As directed by Dereck Joubert, the suspenseful narrative brings tragedy as well as a surprising, triumphant late shift in power dynamics. Pic is careful to point out we have no way of knowing how closely these magnificent creatures’ emotions resemble our own, but nonetheless does a fine job stirring strong empathy for our hairy heroine’s travails.

Experts might be taken aback by some atypical behaviors on display here (the production materials note that Duba Island’s lions are indeed unusual in their water hunting and other adaptive habits), and the pic does take a few editorial liberties: It was shot over the course of several years, though events we see appear to take place within several weeks or months. Still, the engrossing results never feel over-manipulated. If narration text occasionally borders on the pretentious, Irons’ richly textured delivery pulls it all off.

Camera, editing and sound design are all tops. Alex Wurman’s score reps another strong contribution, though the expiration date on that wailing-wordless-female-vocal thing must surely be nigh.

The Last Lions

Botswana-U.S.

  • Production: A National Geographic Entertainment (in U.S.) release of an NGE presentation in association with Wildfire Films. Produced by Beverly Joubert, Dereck Joubert, Lisa Truitt, Chris Miller. Executive producers, Tim Kelly, David Beal, Daniel Battsek, Adam Leipzig.

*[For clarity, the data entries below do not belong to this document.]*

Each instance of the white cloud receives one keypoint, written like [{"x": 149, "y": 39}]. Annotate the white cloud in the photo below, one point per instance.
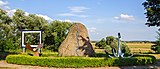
[
  {"x": 75, "y": 12},
  {"x": 77, "y": 9},
  {"x": 66, "y": 14},
  {"x": 92, "y": 29},
  {"x": 72, "y": 15},
  {"x": 125, "y": 17},
  {"x": 3, "y": 5},
  {"x": 11, "y": 12},
  {"x": 45, "y": 17}
]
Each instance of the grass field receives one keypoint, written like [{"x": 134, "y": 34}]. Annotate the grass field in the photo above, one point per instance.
[
  {"x": 140, "y": 47},
  {"x": 134, "y": 47}
]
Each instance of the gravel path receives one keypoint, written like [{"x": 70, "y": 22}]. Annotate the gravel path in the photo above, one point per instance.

Directed, written by Dereck Joubert.
  • Crew: Camera (color, HD-to-35mm), Dereck Joubert; editor, Susan Scott; music, Alex Wurman; narrator, Jeremy Irons; sound designer (Dolby SR), Beverly Joubert; supervising sound editor, Juli Vandenberg; re-recording mixer, Mark Phillips. Reviewed at Palm Springs Film Festival (Cinema Safari), Jan. 13, 2011. MPAA Rating: PG. Running time: 88 MIN.